A few years ago, when I taught at the downtown campus of our university, I participated in a Bible study group that took place at the church down the street.
I was the youngest member of the group (by a margin of about twenty years) and also the only one who was divorced (everyone else was either married or widowed) and one of two people without children.
Politically I was diametrically opposed to most members of the group, who were avid Fox News watchers and Tea Party sympathizers.
One day we had a discussion about the Parable of the Prodigal Son, which illustrated the conservative mindset.
After rereading the story, the pastor asked each of us with which character we identified. Ironically, even though I was the only childless person present, I was alone in identifying with the father. I've been in situations where I was so happy to see a person again whom I had missed that I was perfectly willing to forgive and forget whatever had happened in the past.
The old ladies, without an exception, identified with the prodigal son's brother, who they believed had been wronged by the father. The poor brother had done everything right, yet the other one, the bad one, got the party. How was that fair? Why wasn't the good brother rewarded and the irresponsible one punished?

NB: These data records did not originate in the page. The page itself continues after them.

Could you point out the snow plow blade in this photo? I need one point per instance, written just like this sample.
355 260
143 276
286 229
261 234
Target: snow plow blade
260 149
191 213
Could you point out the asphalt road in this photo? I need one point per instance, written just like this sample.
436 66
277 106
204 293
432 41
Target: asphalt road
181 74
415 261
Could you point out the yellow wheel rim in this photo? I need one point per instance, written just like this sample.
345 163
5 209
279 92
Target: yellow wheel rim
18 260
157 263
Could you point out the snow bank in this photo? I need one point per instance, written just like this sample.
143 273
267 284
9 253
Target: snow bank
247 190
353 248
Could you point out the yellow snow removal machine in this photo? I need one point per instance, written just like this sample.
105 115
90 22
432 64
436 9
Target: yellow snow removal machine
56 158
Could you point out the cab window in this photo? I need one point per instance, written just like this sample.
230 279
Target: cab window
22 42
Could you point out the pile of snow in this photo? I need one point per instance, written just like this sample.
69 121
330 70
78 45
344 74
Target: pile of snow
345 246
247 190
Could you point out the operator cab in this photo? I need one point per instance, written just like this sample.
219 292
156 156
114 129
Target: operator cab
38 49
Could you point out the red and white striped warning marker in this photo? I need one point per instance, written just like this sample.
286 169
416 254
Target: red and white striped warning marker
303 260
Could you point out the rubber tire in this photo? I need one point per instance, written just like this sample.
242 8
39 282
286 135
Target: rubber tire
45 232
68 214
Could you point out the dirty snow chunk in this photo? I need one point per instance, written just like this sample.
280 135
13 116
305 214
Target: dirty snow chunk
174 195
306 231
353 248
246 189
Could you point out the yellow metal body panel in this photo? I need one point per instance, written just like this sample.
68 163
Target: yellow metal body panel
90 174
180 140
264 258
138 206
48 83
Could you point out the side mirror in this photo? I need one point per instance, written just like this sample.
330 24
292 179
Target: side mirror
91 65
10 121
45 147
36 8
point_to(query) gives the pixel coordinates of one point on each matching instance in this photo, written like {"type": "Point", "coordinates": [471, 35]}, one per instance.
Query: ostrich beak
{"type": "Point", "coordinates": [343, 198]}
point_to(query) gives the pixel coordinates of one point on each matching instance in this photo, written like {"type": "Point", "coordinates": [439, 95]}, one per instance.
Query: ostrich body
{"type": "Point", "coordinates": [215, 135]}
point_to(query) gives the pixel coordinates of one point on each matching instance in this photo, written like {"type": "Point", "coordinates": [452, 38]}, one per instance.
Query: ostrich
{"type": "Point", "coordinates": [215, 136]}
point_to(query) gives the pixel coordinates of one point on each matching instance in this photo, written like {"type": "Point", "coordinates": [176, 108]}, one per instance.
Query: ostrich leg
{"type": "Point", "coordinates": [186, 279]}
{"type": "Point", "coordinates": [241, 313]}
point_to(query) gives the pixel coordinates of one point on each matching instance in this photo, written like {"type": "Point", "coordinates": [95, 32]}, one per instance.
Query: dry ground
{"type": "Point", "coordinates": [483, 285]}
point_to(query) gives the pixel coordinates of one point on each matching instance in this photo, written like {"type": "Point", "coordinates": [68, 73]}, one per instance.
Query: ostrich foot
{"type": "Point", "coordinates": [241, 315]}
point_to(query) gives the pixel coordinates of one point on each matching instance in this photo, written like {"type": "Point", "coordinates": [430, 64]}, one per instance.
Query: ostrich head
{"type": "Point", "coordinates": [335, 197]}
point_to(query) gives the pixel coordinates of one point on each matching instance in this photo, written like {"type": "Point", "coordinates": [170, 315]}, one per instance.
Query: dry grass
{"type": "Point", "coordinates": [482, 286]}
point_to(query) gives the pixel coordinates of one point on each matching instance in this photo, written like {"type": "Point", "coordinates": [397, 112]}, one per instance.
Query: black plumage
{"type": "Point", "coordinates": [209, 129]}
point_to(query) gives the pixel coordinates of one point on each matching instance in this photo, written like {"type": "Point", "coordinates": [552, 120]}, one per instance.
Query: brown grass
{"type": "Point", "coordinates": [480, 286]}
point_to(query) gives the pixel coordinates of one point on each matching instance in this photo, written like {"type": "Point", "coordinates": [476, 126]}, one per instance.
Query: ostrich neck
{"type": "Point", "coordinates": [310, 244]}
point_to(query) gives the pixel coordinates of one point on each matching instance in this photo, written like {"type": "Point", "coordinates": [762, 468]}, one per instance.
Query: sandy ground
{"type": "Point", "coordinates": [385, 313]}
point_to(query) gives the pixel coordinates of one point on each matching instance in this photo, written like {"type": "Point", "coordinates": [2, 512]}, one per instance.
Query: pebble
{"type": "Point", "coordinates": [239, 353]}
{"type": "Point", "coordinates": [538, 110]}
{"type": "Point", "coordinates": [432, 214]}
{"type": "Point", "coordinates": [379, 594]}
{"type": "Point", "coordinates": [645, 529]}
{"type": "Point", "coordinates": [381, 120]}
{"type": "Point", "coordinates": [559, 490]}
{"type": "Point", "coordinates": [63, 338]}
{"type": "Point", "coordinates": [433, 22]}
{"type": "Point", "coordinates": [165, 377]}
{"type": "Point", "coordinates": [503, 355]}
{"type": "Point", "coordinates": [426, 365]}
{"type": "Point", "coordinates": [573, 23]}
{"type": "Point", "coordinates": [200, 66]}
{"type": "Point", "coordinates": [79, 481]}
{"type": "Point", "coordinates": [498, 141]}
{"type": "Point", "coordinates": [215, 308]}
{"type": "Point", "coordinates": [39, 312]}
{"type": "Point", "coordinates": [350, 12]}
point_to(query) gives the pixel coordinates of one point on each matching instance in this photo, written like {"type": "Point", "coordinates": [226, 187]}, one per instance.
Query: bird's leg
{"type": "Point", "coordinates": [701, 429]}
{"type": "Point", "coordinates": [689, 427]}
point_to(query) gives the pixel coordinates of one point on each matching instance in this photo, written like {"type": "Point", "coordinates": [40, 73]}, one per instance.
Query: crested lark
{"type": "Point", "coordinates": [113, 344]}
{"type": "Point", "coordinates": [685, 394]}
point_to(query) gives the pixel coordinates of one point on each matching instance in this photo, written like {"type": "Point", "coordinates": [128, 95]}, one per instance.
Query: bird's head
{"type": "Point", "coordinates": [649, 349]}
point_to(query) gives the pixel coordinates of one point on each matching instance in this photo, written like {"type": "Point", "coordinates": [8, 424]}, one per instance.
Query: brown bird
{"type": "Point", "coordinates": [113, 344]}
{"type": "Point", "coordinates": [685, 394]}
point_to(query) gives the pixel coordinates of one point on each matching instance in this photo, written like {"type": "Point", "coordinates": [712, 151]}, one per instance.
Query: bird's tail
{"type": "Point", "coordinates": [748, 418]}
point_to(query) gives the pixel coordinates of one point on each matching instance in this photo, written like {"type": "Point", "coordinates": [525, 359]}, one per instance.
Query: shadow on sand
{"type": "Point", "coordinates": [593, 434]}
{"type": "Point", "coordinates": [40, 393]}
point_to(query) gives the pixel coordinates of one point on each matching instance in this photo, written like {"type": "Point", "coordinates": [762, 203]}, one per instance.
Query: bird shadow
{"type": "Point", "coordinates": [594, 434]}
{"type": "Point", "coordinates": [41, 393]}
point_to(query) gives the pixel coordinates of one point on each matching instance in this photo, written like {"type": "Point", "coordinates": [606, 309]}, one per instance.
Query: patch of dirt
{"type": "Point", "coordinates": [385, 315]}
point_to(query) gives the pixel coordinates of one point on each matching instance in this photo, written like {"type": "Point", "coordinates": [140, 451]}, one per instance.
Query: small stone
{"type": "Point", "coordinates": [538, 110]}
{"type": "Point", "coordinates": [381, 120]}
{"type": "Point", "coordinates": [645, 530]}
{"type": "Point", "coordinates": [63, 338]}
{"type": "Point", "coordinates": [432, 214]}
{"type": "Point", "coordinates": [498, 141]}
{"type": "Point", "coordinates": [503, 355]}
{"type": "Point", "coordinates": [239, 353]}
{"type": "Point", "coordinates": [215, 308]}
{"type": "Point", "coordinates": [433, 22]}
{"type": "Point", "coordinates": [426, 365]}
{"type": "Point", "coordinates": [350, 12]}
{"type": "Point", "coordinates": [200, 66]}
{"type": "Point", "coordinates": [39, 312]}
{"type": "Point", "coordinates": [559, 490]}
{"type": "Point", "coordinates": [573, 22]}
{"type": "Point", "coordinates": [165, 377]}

I pointed out to them that while the prodigal son had a brief time of debauchery, it was followed by a rather miserable life, during which he had to work as a swineherd -- not a pleasant occupation for a Jew. "Yes," a woman named Elaine replied, "but that was his own fault! He brought it on himself! Besides, the only reason he even came back was that he was broke and miserable. He probably wasn't even really sorry."
"So what would you have done if you were the father?" the pastor asked.
"I would have told him off, of course," Elaine answered. "I would have said, 'You made your bed, so now lie in it. Go right back to where you came from!'"
"But what if the father loved the son so much that he wanted to forgive him?" the pastor followed up.
"Well, but that's not love; that's enabling. Besides, the son did not DESERVE to be forgiven."
"That's exactly the point of the story," I chimed in. "The son didn't deserve forgiveness but received it anyway. According to Jesus, that's how the Kingdom of Heaven works."
"Well," fumed Elaine, "sometimes Jesus is just plain wrong."
The story illustrates how conservatives are obsessed with other people getting what they supposedly do not deserve. That's why they get so upset about people on welfare or unemployment benefits: they see somebody get "something for nothing," and that simply isn't fair to them.
This mindset also explains why they identify with the rich, a social stratum to which most conservatives do not belong. They believe that the rich are rich because they "worked hard" -- harder than everyone else. Well, if that were true, our cleaning lady would be rolling in dough. In most cases wealth is the result of inheritance, a special talent, a well-marketed product, sheer luck, or a combination of all of the above.
Non-rich people support tax breaks for the rich because they buy into the narrative that taxes "punish" people for hard work (the concept of taxes as punishment rather than contribution to society has harmed Democratic candidates for decades) and that people work harder if they are motivated by lower taxes. The "hard work" idea also comforts them because it gives them the illusion that they too can be rich one day -- all they have to do is work a little "harder."
With that in mind, it's not surprising that the "camel and eye of the needle" thing is another issue on which Jesus is "wrong." After all, the rich DESERVE everything they have. Also, we all know rich people who are really nice and do lots of good things with their money. As one of the ladies put it, "Jesus only said that because he hadn't met David Robinson yet."
Grace, mercy, and forgiveness are difficult concepts to internalize, even for those who claim to love Jesus. The concept of reward and punishment is much easier to grasp. Elaine and her friends would be much more comfortable with the tenets of Satanism, but they would be extremely offended if someone pointed it out to them.
One problem that the ladies had with the Prodigal Son is the fact that the obedient brother is not rewarded. "If God forgives anybody who is sorry, what incentive do I have to do the right thing?" asked Elaine, Jesus' most outspoken critic.
I pointed out to her that a virtuous life is its own reward. Those who practice a healthy lifestyle and stay out of trouble avoid the pitfalls that come with self-destructive behavior. Kindness leads to good karma. Caring for an animal results in a devoted pet.
For the likes of Elaine,however, intrinsic reward is not enough. They need a gold star from God and a tax break from the government.
At the end of the bible study, as we were leaving the room, one of the ladies gave me this "Don't tell me you're one of those liberals" look. The pastor put his arm around me and said, "She's alright. She gets it."